Однако, вот что действительно было бы хорошо и удобно - иметь хоть одного знакомого студента, только человека интересного, с которым можно было бы обо всём поговорить. <…>
1 марта, веч.
<…> Когда мне говорили, что на курсах в Бога не верят, и предсказывали, что я непременно сделаюсь неверующей, - я всегда была уверена, что этого не будет, что мои религиозные убеждения тверды, и их не так легко поколебать не только курсисткам, но даже самим курсам, даже лекциям профессоров. Когда я оборачиваюсь назад, то вижу, что я верила прежде как-то не рассуждая, не вдумываясь хорошенько, на что, собственно, я опираюсь, и что мною руководит в моей вере: верила - ну и верила, совершенно машинально, в силу, должно быть, бессознательно отразившейся на мне веры предшествовавших поколений, которые веровали так же просто, как и сами жили. И вот теперь я читаю эти лекции серьёзно, внимательно следя за каждым словом, стараюсь поставить себя на место неверующих, спрашиваю себя: а это доказало бы мне? произвело бы на меня впечатление? Но стать всецело на их точку зрения мне не удается. Я не могу отказаться от веры.

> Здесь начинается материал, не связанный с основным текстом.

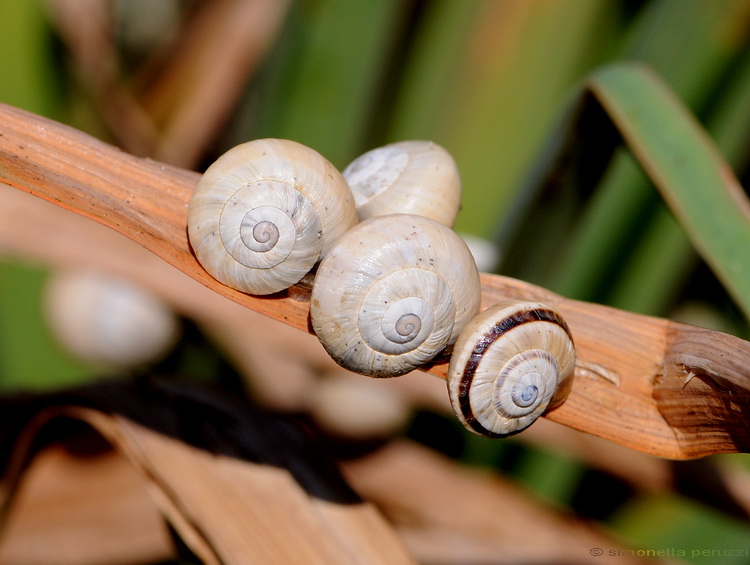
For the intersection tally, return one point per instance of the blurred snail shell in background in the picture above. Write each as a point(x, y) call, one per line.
point(392, 293)
point(510, 364)
point(265, 212)
point(106, 320)
point(409, 177)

Я чувствую, что что-то есть во мне, что составляет часть меня самой, что отбросить я не в силах, что живёт во мне с детства. Или во мне есть та мистическая жилка, заставлявшая меня в детстве зачитываться житиями святых в огромных Четьи-Минеях, которые брала моя бабушка у о. Петра "почитать" и которые увлекали меня мечтать о пустынях, где спасались святые подвижники, о путешествии туда, о келий где-нибудь на скале, где я непременно хотела жить после, "когда вырасту большая".